Knarrende Stufen in einem engen, dunklen Treppenhaus
einer einstmals gepflegten wilhelminischen Prachtvilla führen zum Atelier
des Künstlers Heinz-H. Wattenberg. Das Dachgeschoßatelier ist geräumig.
Durchgehende Zimmerfluchten heben das Gefühl der Enge auf. Ein Eisenofen,
alte Lichtquellen, verschieden angeordnete Fenster und ausgetretene Dielen,
sowie Maschinen des Druckgewerbes aus der Zeit der 1. technischen Revolution
vermitteln eine behagliche Atmosphäre, die getragen wird durch eine Vielzahl
von Aquarellen im Kleinformat, Grafiken, Radierungen, Öl hinter Glasbildern
und Zeichnungen, die Wände, Decken, Türen und Regale bekleiden und künstlerisch
verschönern- Farbpaletten, riesige Ölbilder, die geordnet im Winkel herumstehen,
grobe Tische und wenig Gestühl untermalen den Eindruck einer Welt, in
die sich der Künstler immer wieder zurückzieht, um seinen schöpferischen
Inspirationen Richtung, Gestalt und Inhalt zu geben.

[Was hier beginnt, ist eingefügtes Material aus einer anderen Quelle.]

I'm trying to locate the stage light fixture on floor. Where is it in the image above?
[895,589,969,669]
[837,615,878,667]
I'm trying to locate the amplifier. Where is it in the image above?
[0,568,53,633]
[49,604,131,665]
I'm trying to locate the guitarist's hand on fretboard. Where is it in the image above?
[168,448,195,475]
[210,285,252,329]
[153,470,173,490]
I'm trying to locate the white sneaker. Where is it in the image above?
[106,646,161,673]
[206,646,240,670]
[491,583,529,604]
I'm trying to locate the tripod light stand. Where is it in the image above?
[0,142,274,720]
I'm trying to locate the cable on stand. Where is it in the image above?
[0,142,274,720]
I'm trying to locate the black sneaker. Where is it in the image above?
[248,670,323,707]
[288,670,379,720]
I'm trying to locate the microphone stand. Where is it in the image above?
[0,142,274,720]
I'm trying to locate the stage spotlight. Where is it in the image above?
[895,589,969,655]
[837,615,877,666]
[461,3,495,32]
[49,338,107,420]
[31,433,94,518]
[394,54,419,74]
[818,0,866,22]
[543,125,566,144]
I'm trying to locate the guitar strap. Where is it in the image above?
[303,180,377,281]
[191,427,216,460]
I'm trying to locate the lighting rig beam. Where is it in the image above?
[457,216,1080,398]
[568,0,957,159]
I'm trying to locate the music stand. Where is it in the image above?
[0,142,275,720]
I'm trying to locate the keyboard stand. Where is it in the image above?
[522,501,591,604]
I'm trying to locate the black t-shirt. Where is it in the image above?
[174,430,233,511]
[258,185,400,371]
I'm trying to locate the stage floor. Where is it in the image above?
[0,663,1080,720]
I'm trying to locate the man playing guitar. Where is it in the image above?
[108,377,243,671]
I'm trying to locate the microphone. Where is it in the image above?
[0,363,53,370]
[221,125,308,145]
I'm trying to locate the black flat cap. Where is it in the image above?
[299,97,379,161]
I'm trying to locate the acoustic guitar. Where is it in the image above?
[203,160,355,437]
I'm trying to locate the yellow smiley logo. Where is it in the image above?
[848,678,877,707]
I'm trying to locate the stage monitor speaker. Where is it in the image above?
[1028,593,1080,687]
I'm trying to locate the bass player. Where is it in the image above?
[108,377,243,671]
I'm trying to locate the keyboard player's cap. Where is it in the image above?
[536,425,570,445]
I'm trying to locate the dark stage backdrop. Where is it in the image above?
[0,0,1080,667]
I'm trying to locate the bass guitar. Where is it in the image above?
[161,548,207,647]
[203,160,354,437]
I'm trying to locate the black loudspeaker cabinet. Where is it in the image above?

Dazwischen der Künstler, in dunklen Tönen sportlich gekleidet, massig
und bärtig, korrekt, - und einsam. Freundlich empfängt er seine Gäste
- ein kultivierter Gastgeber. Wir Gäste werden nicht umgarnt, nicht gelenkt.
Fragen werden verhalten von ihm beantwortet. Die Bilder sollen aus sich
selbst heraus wirken. Geistige Interpretationsversuche sollen dem Besucher
überlassen bleiben. Christus in Öl auf Leinwand gemalt, eine frühe Arbeit
steht verloren in der Ecke. Kubistische Stilelemente, grau in grau gehalten,
schaffen Elemente der Angst. Christus ist grausam an das Kreuz genagelt,
wenn nicht das Gesicht die Sprache der Hoffnung und Angst in das Bewusstsein
der Beschauer prägen würde.
In Glaubensdingen neutralisiert, gibt
Heinz-H. Wattenberg keine Auskünfte über das farblich matte Bild. Seine
Aquarelle sind ihm lieb und wert. In leuchtenden Farben wird eine unwirkliche,
märchenhaft anmutende, verträumte Welt skizziert, lebend aus den Motiven
der Natur, Ereignissen und Erlebtem.
Ich meine, dass hier der wirkliche
Wattenberg zu finden ist, der aus der Realität, die er täglich zu bewältigen
hat, in die Sphäre des eigenen Ichs eintaucht. Alle diese Bilder haben
eine eigene Kraft der Aussage. Der Tod in der Natur, unsere von der Technik
beherrschte Welt, die Verlorenheit des Menschen, seine Kraft und Schwäche,
Beseeltheit und Armut, Trauer und Freude, alles dieses hat einen hinweisenden,
aber nie belehrenden, eher einen versöhnenden Charakter.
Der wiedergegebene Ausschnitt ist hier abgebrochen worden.